We all knew it was bound to happen sooner or later.
After all, the U.S. government has been dropping 747-sized bombs of cash on this country for 5 years now. And massive amounts of debt coupled with massive amounts of monetary supply equal one thing and one thing only . . . inflation. This is not a debate. It’s a fact.
As investors, it is critical to understand where we are in an inflationary or deflationary environment.
Why?
Because the strategies that work in one environment will get your portfolio killed in the other.
During deflation, cash is king. During times of inflation, cash is trash.
Deflation increases the value of your cash, because it causes everything else to go down in value. For example, real estate has been in full-on deflation mode for the past few years and still showing signs of struggling to regain firm footing. If you had $1,000,000 in cash sitting in the bank for the past 5 years earning 0% interest – guess what? Your cash actually increased in buying power for real estate. Many properties are off 40% to 50% from their highs. For example, if there was a property you liked in 2006 that was $1 million, today it’s probably trying to be sold for $600,000. This means your cash increased in value in relation to real estate.
However during inflation, the opposite is true. Inflationary times bring hikes in real estate prices. A $500,000 house can turn into a $1,000,000 house quickly during extreme inflation. Your cash is “trash” during these times, as it loses purchasing power each and every day.

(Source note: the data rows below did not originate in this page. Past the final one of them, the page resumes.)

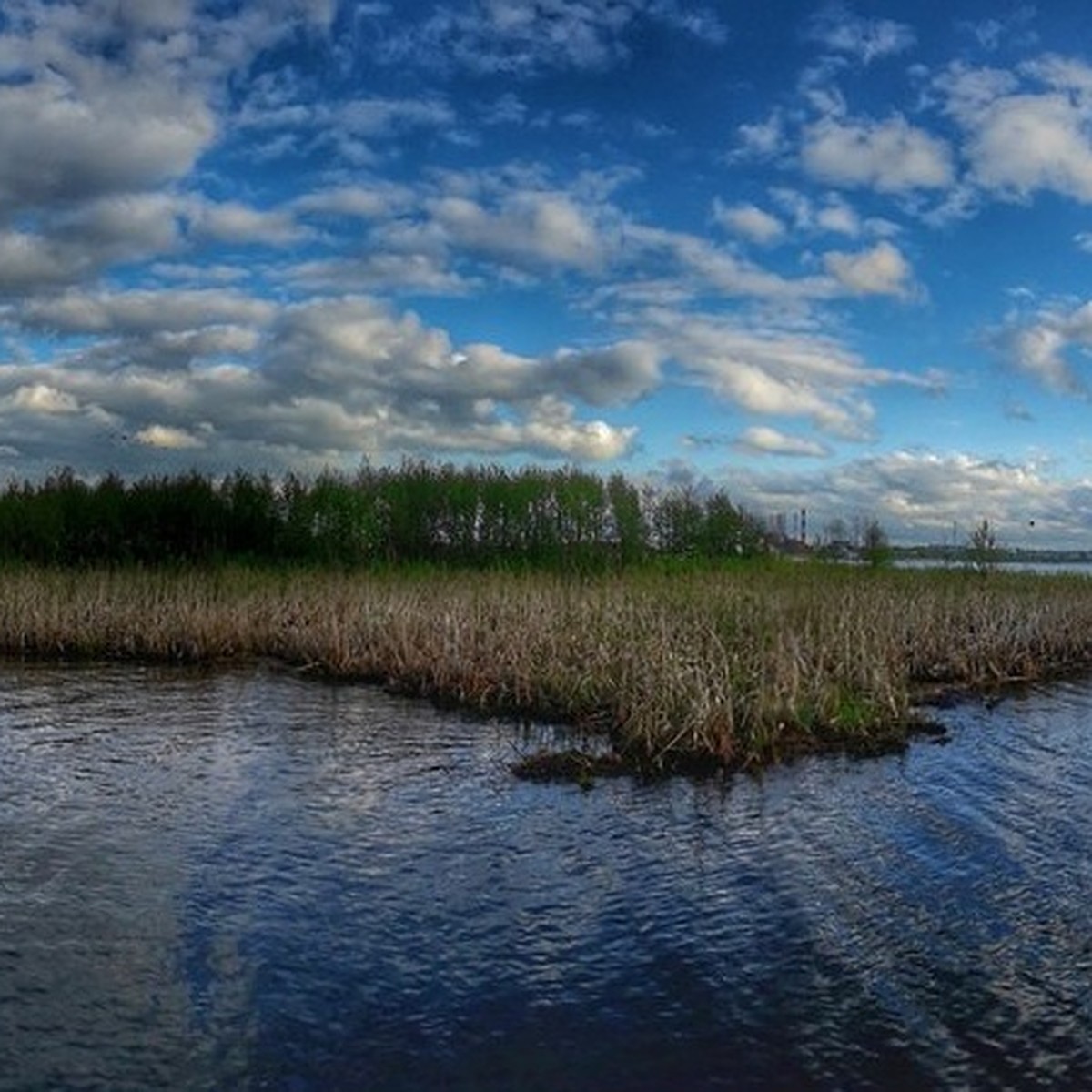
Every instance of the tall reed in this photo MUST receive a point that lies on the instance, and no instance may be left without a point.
(735, 667)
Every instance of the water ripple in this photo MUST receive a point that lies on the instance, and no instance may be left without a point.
(245, 880)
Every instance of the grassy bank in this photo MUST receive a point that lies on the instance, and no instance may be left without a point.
(734, 666)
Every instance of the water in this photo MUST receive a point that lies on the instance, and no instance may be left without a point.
(246, 880)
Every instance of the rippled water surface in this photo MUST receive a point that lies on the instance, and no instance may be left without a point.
(252, 882)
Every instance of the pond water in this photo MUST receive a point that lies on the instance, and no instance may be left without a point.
(246, 880)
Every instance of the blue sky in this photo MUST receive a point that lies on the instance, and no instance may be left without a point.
(824, 255)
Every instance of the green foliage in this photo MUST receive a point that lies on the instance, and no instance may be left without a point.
(875, 547)
(982, 549)
(418, 513)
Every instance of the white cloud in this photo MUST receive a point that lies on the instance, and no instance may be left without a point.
(1041, 349)
(1026, 131)
(165, 436)
(361, 202)
(235, 223)
(763, 440)
(890, 157)
(774, 372)
(140, 311)
(531, 229)
(867, 39)
(753, 223)
(921, 496)
(525, 36)
(882, 271)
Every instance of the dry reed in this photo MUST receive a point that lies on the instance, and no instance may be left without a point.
(730, 669)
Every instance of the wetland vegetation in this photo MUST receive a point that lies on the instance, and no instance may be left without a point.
(731, 666)
(655, 622)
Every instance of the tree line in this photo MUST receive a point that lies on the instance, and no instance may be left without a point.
(414, 513)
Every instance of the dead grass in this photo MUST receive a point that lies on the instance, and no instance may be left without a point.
(731, 669)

Well, get ready. Cash is about to be trash.
Inflation, once it rears its ugly head, is very tough to tame. A new trend in inflation can end up lasting for years, even for the better part of a decade.
So how do we know when it starts?
The good news is, that’s easy.
All you have to do is look at the 30 year treasury bonds.
Bonds work like this – they move to the inverse of interest rates. As bond prices go up, long term interest rates are driven down. When long term rates are moving lower, this is a deflationary force. However, when long term rates bounce and start heading higher, then inflation starts to take hold.
Bonds have been trading near their highs at the 144 level over the past few months. As I’m writing this, they have rolled over and are trading near 137. This is the first serious sell off in a long time. Although we haven’t broken major key support levels yet, we have taken out short term support, and the weekly charts are rolling over. This means that more selling pressure is around the corner.
And remember, as bonds sell off, it means long term interest rates are headed higher. And the secret to this is as follows: Once interest rates start a new trend, that trend tends to last for 8 to 10 years.
This means it would be the start of a 10 year move in higher interest rates and inflation.
This isn’t some temporary thing.
This is a major trend reversal – the type of move where fortunes can be made. And for those who aren’t aware of this – it’s the type of thing that causes the unprepared to get wiped out.
One of the easiest ways to participate in this move is to buy TBT, which is an Exchange Traded Fund that trades in the direction of long term interest rates.
In other words, if we expect long term rates to move high, TBT will move higher as well.
The stock is currently trading at $20.45. I like it at these levels and I’m getting in with a stop near support at $17. For a target, I’m leaving it “open” for now. For a potential big move, the best thing you can do is get into a position, figure out how much you are willing to risk, place a stop loss, and then do nothing. Let the upside take care of itself.
For the past 5 years, holding onto your cash hasn’t yielded great returns, and for real estate, now is the time to buy. But as inflation ramps up, holding your cash will be very painful.